TPF REGIME QUESTIONNAIRE FOR STATE AND COUNTRY REPORTS
ABA SIL Working Group – Third-Party Funding in International Arbitration
Definition of Third-Party Funding (“TPF”) and Funder
For the purpose of the questionnaire please treat TPF as a non-recourse investment commitment by a Funder in exchange for a success fee. The success fee can be paid in any form, e.g. a multiple of the funding, a percentage of the proceeds, a fixed amount or a combination of the above. The Funder is a party different from the party to the dispute, including an after the event (ATE) insurer and a law firm handling the case under a conditional fee agreement (CFA).

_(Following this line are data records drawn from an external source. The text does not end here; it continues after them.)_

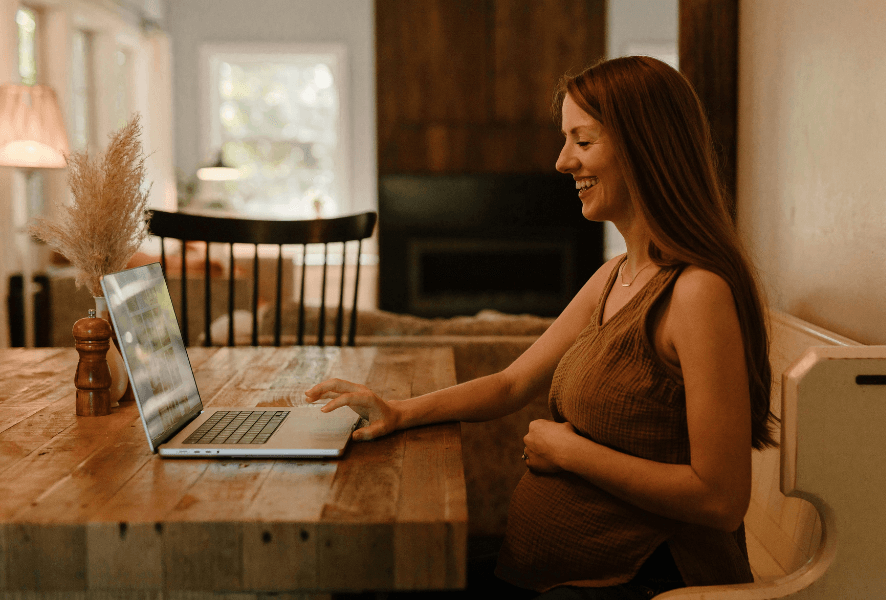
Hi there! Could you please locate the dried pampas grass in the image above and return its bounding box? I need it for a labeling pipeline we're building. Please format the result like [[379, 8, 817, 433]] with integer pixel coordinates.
[[29, 114, 150, 296]]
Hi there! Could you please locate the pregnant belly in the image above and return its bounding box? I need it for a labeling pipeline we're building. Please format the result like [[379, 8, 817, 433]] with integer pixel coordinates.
[[497, 472, 675, 591]]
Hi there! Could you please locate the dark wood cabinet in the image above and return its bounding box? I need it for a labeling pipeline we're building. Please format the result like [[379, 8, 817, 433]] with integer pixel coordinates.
[[376, 0, 606, 175]]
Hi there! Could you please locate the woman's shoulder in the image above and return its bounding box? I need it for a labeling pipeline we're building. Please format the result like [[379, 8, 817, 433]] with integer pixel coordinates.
[[671, 265, 735, 322]]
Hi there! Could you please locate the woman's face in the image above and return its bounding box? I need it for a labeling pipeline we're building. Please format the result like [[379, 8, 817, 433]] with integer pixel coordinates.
[[557, 94, 631, 221]]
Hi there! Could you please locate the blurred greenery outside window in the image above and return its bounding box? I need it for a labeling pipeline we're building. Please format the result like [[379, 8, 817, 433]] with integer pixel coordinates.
[[199, 52, 346, 219]]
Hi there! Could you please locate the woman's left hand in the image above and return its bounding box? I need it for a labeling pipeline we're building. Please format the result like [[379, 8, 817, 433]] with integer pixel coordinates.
[[523, 419, 578, 473]]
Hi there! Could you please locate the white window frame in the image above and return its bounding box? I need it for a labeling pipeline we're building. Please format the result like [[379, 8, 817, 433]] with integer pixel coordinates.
[[199, 43, 353, 219]]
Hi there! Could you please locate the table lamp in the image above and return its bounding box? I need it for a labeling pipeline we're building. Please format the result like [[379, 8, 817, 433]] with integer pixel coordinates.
[[0, 84, 70, 348], [197, 151, 240, 181]]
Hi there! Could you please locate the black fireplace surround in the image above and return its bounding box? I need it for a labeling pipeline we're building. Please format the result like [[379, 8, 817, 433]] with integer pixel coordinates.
[[378, 174, 603, 317]]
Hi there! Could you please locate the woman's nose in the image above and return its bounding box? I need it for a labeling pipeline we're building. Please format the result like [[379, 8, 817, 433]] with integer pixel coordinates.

Note, that this definition goes beyond the definition in the 2014 IBA Guidelines on Conflicts of Interest which covers funders and insurers who have a “direct economic interest in, or a duty to indemnify a party for, the award to be rendered in the arbitration.”
When addressing the legal system of your Jurisdiction please also address practices of Arbitration Institutions seated in your Jurisdiction.
1.1. TPF Regime in Your Jurisdiction
1.1.1. Is TPF commonly used in your Jurisdiction? If yes, since when (is it a new trend or a well-established practice)?
1.1.2. Please shortly describe the TPF market in your jurisdiction.
a) Is it dominated by local or international Funders, which type of Funders are active, which cases get typically funded?